Election of Kremlin-Backed Alkhanov is Said to be ‘Guaranteed’
This article is from the archive of The New York Sun before the launch of its new website in 2022. The Sun has neither altered nor updated such articles but will seek to correct any errors, mis-categorizations or other problems introduced during transfer.
MOSCOW – When Chechens march to the polls this Sunday to elect a new president, they will be doing so amid two almost certainties: that the Kremlin-backed candidate, Alu Alkhanov, will win and that he has little chance of stemming the violence that has torn apart the rebellious Muslim republic.
The August 29 election was called after Chechnya’s pro-Moscow president, Akhmad Kadyrov, was assassinated in a bomb attack on a stadium in the Chechen capital Grozny on May 9. Kadyrov, a respected and widely feared former warlord, was central to the Kremlin’s bid to bring order to Chechnya, where Russian forces are waging a campaign – the second since the Soviet Union’s collapse – against separatist rebels.
The violence in Chechnya often spills over to the rest of Russia, and extremist rebels have claimed responsibility for bomb attacks and suicide bombings that have killed hundreds over the last few years.
While investigators have yet to reach any conclusions, a terrorist attack could be behind the twin passenger plane crashes in Russia this week that killed 89 people. The two planes went down minutes apart after taking off late Tuesday from the same Moscow airport. Investigators said yesterday that data recorders taken from the wreckage of the two planes provided no reliable information on the disasters’ causes.
Chechen rebels had promised to disrupt Sunday’s election with attacks both in Chechnya and the rest of Russia. No one has claimed responsibility for the plane crashes and moderate Chechen rebel leader Aslan Maskhadov has denied any involvement.
Tackling the violence in Chechnya will be the main task of Mr. Alkhanov, a 47-year-old career police officer with little political experience. His ascendancy was virtually guaranteed after President Putin received Mr. Alkhanov in a televised Kremlin meeting a month after Kadyrov was killed. In the months since, Mr. Alkhanov has appeared repeatedly with top Kremlin officials, including a visit with Mr. Putin to Kadyrov’s grave during the president’s surprise visit to Chechnya a week before the vote.
Rebel leaders have decried Sunday’s vote as a sham and Mr. Alkhanov as a puppet of the Kremlin. None of the six other candidates are well-known and the only opponent who had a chance of defeating Mr. Alkhanov, Moscow-based businessman Malik Saidullayev, was removed from the race on a technicality in July.
Human-rights groups have accused the Kremlin of manipulating the vote and Western observers have refused to monitor the election out of fear for their safety.
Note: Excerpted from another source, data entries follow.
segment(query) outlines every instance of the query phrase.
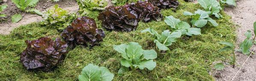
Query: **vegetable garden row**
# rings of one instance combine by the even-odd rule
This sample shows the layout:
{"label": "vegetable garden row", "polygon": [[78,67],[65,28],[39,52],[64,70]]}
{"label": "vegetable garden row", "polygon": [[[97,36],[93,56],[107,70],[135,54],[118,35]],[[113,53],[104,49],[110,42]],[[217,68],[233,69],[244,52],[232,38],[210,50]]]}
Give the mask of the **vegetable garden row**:
{"label": "vegetable garden row", "polygon": [[[44,20],[40,23],[40,25],[57,29],[61,33],[60,35],[57,37],[62,38],[56,38],[55,40],[48,37],[26,40],[27,47],[21,53],[20,57],[23,66],[30,71],[44,72],[53,71],[60,66],[59,64],[65,61],[65,59],[67,58],[68,51],[74,50],[77,46],[87,47],[89,48],[88,50],[91,50],[90,49],[93,49],[94,46],[103,45],[101,42],[105,39],[106,35],[110,34],[108,31],[113,31],[118,35],[119,33],[138,31],[137,28],[141,22],[146,23],[153,22],[157,24],[163,24],[159,22],[164,20],[164,24],[168,26],[166,30],[159,30],[159,29],[155,30],[152,27],[147,26],[149,27],[143,27],[142,29],[143,29],[140,31],[144,35],[149,35],[146,32],[151,34],[151,35],[148,35],[148,37],[152,36],[153,39],[148,38],[150,40],[147,41],[153,42],[151,45],[153,45],[152,46],[155,47],[155,48],[150,48],[151,49],[144,50],[143,48],[145,48],[141,46],[141,44],[134,40],[114,45],[113,47],[112,46],[105,47],[111,48],[111,49],[119,53],[119,56],[122,56],[118,62],[121,64],[121,68],[117,73],[118,75],[124,75],[127,72],[133,72],[138,69],[143,70],[146,68],[152,71],[158,67],[156,62],[158,60],[157,58],[165,58],[166,55],[171,55],[172,51],[175,51],[172,49],[172,46],[179,40],[202,35],[201,30],[203,29],[201,29],[206,26],[218,26],[219,24],[214,19],[217,20],[223,17],[220,13],[223,7],[226,5],[236,6],[235,0],[220,2],[216,0],[198,0],[198,3],[203,9],[199,9],[193,13],[183,12],[183,14],[188,16],[191,20],[190,22],[186,22],[175,18],[173,15],[168,15],[163,19],[164,16],[161,14],[161,11],[172,9],[175,11],[176,9],[179,8],[179,6],[177,0],[148,0],[127,2],[124,5],[118,4],[120,2],[124,1],[112,0],[111,4],[116,4],[116,6],[109,6],[109,2],[104,0],[77,0],[80,7],[79,13],[77,14],[69,13],[58,5],[41,13],[32,8],[38,0],[12,0],[21,10],[42,15]],[[1,7],[0,11],[6,7],[2,6]],[[26,10],[26,9],[29,10]],[[99,13],[98,15],[96,15],[97,19],[86,16],[95,13],[94,12]],[[19,17],[19,16],[15,16],[17,17],[13,18],[13,22],[17,22],[21,19],[15,19],[15,17]],[[182,18],[180,18],[184,20]],[[104,29],[98,29],[97,26],[101,26],[98,23],[101,24]],[[256,23],[254,24],[254,30],[256,31]],[[159,34],[159,31],[162,32]],[[254,33],[256,32],[254,31]],[[249,31],[245,35],[247,38],[240,44],[238,50],[244,54],[248,54],[250,52],[250,48],[254,42],[255,37],[253,39],[250,39],[252,35]],[[137,37],[140,38],[139,36]],[[235,50],[231,43],[222,41],[220,43],[227,46],[220,51],[231,50],[234,52]],[[231,57],[231,61],[234,67],[235,63],[235,56]],[[223,65],[221,63],[217,64],[218,66],[216,66]],[[78,77],[79,81],[111,81],[114,78],[114,74],[107,67],[99,67],[96,64],[86,65],[87,66],[84,67]],[[219,67],[215,67],[215,68],[222,69]],[[145,71],[149,72],[150,71]],[[168,78],[168,80],[171,80],[171,78]]]}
Mr. Saidullayev said the Kremlin is making a serious mistake by installing another pro-Moscow leader as president. “They are trying to create a new Kadyrov. They have not learned any lessons from what happened,” he said. “There will be the same instability there is now.”
Mr. Alkhanov is intensely loyal to the Kremlin, but comparisons with Kadyrov end there. Kadyrov was a former mufti with a strong regional power base and powerful militia backing him up. His religious position and political acumen had earned him the respect of even his enemies. Mr. Alkhanov, on the other hand, is an untried politician with little support.
“His election is guaranteed, but his authority is not,” said an independent expert on Chechnya, Yegor Engelhardt. “Unlike Kadyrov he does not come to this job with his authority already in place. It’s going to be very difficult and it’s going to take a long time for Alkhanov to attain the level of power that Kadyrov had.”
Experts said Mr. Alkhanov will find it difficult to balance the interests of the Kremlin and those of the quasi-warlords who control much of Chechnya, especially Kadyrov’s ambitious and widely feared son, Ramzan. The 28-year-old boxing enthusiast controls a thousands-strong private militia left to him by his father, and though he’s too young to stand for the presidency, Ramzan Kadyrov is known to harbor strong political ambitions.
Still, Mr. Alkhanov’s greatest challenge may be avoiding the fate of his predecessor. Chechen rebels claimed responsibility for Kadyrov’s death and have vowed to kill whomever the Kremlin puts in his place.
The last few months have shown that despite nearly six years of fighting a guerrilla insurgency against Russian forces, the rebels are far from powerless. They continue to stage frequent raids in Chechnya, with Russian soldiers and pro-Moscow Chechen servicemen dying almost daily in attacks. In the last week, more than 50 people – including civilians, Russian soldiers, and Chechen rebels – have been killed in the fighting.